Окончательно утвердил способ передвижения по-байкальски: иду на веслах, а при попутном ветре ставлю прямой парус, весел при этом не убирая. Ветер то появляется, то исчезает, случается, даже меняет направление. Начинаю привыкать к такой чехарде.
Прохожу устье Бугульдейки. Горы расступились, обнажая долину реки. Место опасное, но не очень, потому как нет у реки значительной растопыренной и мелководной дельты, как у Голоустной, и можно держаться в безопасной близости от берега.
Бугульдейка – это ворота в другой мир. Пейзаж преображается до неузнаваемости, как будто светская дама после бала снимает красивое платье и облачается в лохмотья, превращаясь заодно в бабу-Ягу. До этого она плясала менуэты и очаровывала всех – теперь же она дряхлая старуха с колдовскими наклонностями. Но дряхлая она только на вид – внутри чувствуется наличие таинственной силы.
Горы безобразно оголились и стали выглядеть как бритый череп новобранца. Места начались гиблые. Не представляю, как надо себя при этом вести: может стоит опечалиться?
Как будто не в Сибири. Окрестности похожи на песчаные и безжизненные отроги берегов Аральского моря. Показалось, что я в Казахстане. Будто чудо произошло и я стал способен путешествовать через пространство и время.
Обогнул Бугульдейскую пристань и пошел вдоль берега, стараясь не удаляться более чем на 200 метров. Погода начала портиться: небо посмурнело и покрылось сплошными серыми облаками, Байкал нахмурился и поменял расцветку.

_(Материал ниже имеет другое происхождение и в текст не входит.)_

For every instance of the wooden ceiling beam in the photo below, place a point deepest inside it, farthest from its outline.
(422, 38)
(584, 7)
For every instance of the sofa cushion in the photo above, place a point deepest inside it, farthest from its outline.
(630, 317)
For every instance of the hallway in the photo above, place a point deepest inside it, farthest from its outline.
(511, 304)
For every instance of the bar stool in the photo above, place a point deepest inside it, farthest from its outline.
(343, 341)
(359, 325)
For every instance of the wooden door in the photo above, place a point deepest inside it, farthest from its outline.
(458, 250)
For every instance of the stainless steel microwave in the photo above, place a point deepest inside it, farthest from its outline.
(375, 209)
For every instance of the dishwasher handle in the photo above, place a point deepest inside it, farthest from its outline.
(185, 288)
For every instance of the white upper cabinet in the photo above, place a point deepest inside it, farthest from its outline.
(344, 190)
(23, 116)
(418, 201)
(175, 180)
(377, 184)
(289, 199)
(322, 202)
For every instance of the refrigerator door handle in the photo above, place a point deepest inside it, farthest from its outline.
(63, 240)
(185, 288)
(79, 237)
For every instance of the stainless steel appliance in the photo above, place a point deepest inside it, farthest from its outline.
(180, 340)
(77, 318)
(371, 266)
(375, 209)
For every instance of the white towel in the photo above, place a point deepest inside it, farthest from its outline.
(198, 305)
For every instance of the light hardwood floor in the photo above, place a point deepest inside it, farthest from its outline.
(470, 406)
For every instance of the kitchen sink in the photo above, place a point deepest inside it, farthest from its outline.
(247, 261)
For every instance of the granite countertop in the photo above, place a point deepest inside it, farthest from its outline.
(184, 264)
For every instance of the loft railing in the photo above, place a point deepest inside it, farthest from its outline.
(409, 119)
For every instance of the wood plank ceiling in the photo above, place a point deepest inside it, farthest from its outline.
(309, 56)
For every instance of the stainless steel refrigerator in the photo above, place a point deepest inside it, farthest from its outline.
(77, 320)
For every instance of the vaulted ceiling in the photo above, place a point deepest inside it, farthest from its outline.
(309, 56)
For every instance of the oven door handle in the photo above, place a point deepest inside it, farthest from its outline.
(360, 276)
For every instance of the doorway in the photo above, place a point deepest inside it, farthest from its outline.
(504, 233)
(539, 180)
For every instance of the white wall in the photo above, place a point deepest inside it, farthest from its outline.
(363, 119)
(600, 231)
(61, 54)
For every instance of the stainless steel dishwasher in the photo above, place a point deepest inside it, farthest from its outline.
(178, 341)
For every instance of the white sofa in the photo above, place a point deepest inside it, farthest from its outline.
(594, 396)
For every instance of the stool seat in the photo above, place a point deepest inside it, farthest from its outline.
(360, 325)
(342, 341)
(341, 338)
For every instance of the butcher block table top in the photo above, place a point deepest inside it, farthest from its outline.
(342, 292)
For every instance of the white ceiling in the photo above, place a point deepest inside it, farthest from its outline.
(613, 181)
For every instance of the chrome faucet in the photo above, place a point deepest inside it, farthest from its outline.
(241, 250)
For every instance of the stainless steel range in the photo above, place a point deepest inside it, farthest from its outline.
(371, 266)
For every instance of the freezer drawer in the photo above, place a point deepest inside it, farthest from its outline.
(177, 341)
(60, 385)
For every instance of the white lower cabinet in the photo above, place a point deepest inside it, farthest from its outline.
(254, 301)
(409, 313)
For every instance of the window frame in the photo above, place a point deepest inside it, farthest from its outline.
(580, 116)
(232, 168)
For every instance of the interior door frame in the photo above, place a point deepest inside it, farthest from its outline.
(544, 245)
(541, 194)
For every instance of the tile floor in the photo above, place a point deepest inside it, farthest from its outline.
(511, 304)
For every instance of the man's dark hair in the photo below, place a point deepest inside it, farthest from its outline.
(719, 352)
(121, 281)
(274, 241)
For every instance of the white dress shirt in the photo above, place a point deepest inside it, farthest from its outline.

На берегу бурят ловит рыбу странным способом. На расстоянии метров пятидесяти от него плывет небольшая деревянная конструкция – кораблик. Рыболов идет вдоль берега и тащит его за собой, причем кораблик не приближается к берегу, а движется вдоль. Я не заметил приспособление сразу и зацепил веслом. Пока распутывал леску, – разглядел конструкцию. Она нехитрая: к кораблику привязаны две лески: одна тянется к хозяину, другая, с грузилом и крючком, должна опускаться в водную пучину чтобы обдурить рыбу. Бурят показался мне странным, потому как сохранял глубокое молчание и, вроде, не замечал меня. То, на чем я плыл его не интересовало совсем. Он был невозмутим, как тибетский лама, и пролетай я мимо на метле, он, похоже, не вышел бы из своего дивного состояния. Так я увидел первого бурята. Мы не поздоровались и, как следствие, не попрощались. Какой-то самостоятельный, цельный и самодостаточный у него был внутренний мир, не имеющий выхода наружу. Или все-таки имеющий, но в недоступном для моего понимания и восприятия месте. Потянуло азиатским востоком, вспомнился Вьетнам и сбил меня с толку. Я потерялся среди своих чувств, воспоминаний и впечатлений, и казалось, что нахожусь в далекой восточной заграничной стране, только непонятно, в какой именно.
Держу курс на мыс Голый. Он действительно голый и ничего удивительного из себя не представляет, как и его название. Постепенно прихожу в чувства после резкой перемены обстановки и даже начинаю привыкать к перспективе остаться вечером без дров. Лес отступил далеко вглубь континента, лишь только кое-где видны отдельные деревья, иногда небольшой реденький лесок. Плавника на берегу нет, а бегать по горам за дровами неохота.